Saturday, February 25, 2017

So Your Protagonist Is An Asshole. You Still Owe Me A Plot.

Since I couldn't sleep thanks to syndrome pain, I tried out Amazon's new show Patriot. It felt worth a shot given warm reviews and an amazing cast, including Terry O'Quinn and the guy who plays Death on Supernatural. Why not try an offbeat espionage comedy?

The second episode goes on a weird spree of abusing disabled characters are least four separate times. The Asian math whiz who suffered brain damage in a car accident returns... only to be talked down to by everyone, and as soon as he shows his aptitude at math is still there, his competitor shuts his laptop and leaves him helpless. The protagonist steals the prosthetic legs of amputees which pays off in one of them being a security guard who has to chase him later, hopping along ineffectually.
It's all clearly designed to be random and "funny."

It's also all clearly designed to show how put-upon and ennui-ridden the protagonist is. What a sad handsome spy he is.

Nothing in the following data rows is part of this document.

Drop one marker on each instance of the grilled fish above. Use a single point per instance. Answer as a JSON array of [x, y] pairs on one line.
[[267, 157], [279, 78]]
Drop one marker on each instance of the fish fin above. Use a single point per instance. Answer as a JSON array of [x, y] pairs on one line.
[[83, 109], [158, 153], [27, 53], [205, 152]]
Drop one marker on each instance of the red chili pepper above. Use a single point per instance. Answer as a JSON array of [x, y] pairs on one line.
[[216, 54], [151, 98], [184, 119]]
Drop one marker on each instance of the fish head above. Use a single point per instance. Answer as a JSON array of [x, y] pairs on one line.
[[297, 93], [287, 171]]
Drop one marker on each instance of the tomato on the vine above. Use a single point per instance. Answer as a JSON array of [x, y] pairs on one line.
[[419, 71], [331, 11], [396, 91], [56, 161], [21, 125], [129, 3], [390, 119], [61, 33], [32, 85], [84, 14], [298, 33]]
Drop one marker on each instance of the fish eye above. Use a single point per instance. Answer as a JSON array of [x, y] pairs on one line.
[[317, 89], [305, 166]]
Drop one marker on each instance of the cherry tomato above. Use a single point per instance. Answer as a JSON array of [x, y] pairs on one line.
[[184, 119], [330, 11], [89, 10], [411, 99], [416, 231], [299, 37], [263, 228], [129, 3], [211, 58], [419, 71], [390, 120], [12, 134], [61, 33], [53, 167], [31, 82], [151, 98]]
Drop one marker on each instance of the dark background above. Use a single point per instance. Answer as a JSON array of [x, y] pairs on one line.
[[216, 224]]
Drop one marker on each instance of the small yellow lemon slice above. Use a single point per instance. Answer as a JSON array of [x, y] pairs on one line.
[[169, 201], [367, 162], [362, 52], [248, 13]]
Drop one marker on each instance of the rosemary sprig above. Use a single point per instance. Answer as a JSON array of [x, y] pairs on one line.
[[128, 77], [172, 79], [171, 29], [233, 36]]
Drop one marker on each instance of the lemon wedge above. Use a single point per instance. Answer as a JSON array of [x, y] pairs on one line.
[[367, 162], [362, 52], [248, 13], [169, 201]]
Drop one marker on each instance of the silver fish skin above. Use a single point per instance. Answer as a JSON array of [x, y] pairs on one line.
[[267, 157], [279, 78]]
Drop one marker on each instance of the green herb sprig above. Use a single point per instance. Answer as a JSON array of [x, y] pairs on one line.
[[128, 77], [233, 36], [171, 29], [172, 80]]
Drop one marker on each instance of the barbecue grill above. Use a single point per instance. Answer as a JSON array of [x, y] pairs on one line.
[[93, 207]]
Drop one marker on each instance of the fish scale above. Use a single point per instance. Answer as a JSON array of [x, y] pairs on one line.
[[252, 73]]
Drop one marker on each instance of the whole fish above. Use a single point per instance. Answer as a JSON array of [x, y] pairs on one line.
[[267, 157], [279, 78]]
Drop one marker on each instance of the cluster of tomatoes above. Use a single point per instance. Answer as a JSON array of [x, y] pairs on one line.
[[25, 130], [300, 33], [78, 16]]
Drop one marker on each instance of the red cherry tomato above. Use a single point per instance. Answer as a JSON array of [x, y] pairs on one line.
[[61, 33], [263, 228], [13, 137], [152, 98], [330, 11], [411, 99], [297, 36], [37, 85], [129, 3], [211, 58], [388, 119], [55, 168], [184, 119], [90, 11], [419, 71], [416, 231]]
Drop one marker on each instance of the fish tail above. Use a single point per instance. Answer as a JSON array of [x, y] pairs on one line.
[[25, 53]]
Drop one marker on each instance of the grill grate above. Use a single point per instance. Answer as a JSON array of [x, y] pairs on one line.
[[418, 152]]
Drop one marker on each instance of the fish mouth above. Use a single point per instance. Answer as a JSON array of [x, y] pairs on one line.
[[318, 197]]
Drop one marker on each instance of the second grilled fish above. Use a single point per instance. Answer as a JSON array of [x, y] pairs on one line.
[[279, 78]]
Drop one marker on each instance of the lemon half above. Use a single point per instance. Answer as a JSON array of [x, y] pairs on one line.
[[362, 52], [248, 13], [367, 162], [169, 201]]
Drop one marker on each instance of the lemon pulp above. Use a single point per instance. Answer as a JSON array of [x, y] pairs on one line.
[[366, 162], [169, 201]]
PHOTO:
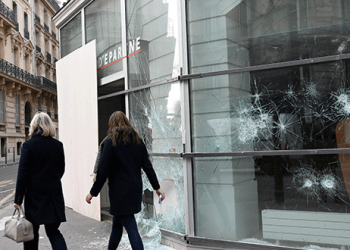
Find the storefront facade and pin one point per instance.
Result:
(244, 107)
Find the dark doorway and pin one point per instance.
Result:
(106, 106)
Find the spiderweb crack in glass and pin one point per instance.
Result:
(155, 113)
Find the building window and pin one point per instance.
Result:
(18, 116)
(2, 107)
(71, 36)
(19, 144)
(14, 7)
(26, 31)
(27, 110)
(3, 147)
(15, 56)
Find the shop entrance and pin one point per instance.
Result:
(107, 104)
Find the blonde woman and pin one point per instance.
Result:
(41, 168)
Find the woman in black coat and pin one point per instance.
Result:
(123, 157)
(41, 168)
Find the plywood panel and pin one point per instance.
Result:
(78, 125)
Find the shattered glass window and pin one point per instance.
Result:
(241, 33)
(155, 27)
(304, 107)
(301, 200)
(297, 200)
(156, 115)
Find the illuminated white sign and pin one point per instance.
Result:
(112, 56)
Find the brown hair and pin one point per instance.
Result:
(120, 126)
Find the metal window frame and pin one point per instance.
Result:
(186, 127)
(268, 66)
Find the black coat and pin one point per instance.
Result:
(41, 168)
(122, 165)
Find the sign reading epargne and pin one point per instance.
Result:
(113, 55)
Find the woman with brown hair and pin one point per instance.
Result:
(123, 157)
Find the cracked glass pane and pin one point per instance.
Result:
(156, 26)
(304, 107)
(296, 201)
(227, 34)
(156, 114)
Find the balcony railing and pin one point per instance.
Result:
(8, 13)
(46, 27)
(18, 73)
(26, 33)
(48, 84)
(48, 57)
(55, 4)
(37, 18)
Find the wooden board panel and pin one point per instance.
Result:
(310, 238)
(306, 226)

This is too similar to the bully kid who for some Godforsaken reason is the first POV character in Netflix's The OA. He assaults a teen singer, rupturing his throat and probably costing him his career. But it's all okay since the bully is emotionally unstable and our protagonist, and later gets along with a random angel girl who takes him away from assault charges and into a mystical plot. The show abruptly drops the victim whose life might be ruined.

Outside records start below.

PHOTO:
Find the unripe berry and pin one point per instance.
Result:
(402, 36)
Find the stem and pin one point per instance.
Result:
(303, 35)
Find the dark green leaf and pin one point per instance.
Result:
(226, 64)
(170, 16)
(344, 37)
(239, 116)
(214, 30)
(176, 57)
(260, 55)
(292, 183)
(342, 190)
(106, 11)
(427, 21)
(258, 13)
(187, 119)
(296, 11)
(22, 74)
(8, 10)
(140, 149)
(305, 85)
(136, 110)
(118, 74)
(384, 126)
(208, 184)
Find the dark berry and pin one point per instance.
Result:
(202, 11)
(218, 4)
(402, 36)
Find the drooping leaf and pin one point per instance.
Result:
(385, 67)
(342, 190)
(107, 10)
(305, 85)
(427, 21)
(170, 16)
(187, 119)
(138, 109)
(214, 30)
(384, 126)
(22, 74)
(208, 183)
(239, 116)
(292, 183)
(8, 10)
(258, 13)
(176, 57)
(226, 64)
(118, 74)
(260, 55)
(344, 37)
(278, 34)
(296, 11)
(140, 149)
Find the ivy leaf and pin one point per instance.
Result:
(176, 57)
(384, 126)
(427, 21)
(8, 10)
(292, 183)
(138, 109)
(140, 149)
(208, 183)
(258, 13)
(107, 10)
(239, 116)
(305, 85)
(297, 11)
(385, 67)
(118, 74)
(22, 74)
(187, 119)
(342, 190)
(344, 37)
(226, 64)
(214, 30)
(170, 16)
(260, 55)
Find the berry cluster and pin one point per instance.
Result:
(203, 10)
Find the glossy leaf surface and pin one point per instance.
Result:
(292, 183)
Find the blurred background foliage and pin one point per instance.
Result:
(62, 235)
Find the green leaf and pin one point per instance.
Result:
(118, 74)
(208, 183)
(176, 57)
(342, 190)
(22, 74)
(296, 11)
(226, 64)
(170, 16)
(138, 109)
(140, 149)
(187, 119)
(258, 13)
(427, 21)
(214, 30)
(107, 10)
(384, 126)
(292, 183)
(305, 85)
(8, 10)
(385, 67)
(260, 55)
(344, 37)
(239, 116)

Patriot isn't about why people abuse the disabled, and The OA isn't about why hot bully boys assault singers, and the American remake of House of Cards isn't about why politicians beat dogs to death. These introductions don't even define their characters by what they primarily do in their own stories. It's casual shock that dehumanizes victims, begs normalization for assholes, and distracts from the stakes of plots.

Which is to say: screw modern TV's fetish for main characters doing awful things for no good reason. It's lazy writing that splashes conflict everywhere without purpose. It demonstrates that mere conflict ain't what makes a story move.

Conflict is ground beef. If you don't cook it properly, it just rots.

If you're so uncreative that you have to write about abuser protagonists, at least give their actions a plot arc. Learn to write, scrub.

1 comment:

  1. Very good point. They've made anti-heroes that have little redeeming value and no reason why they are anti-heroes. It is really hard to root for a pointless jerk.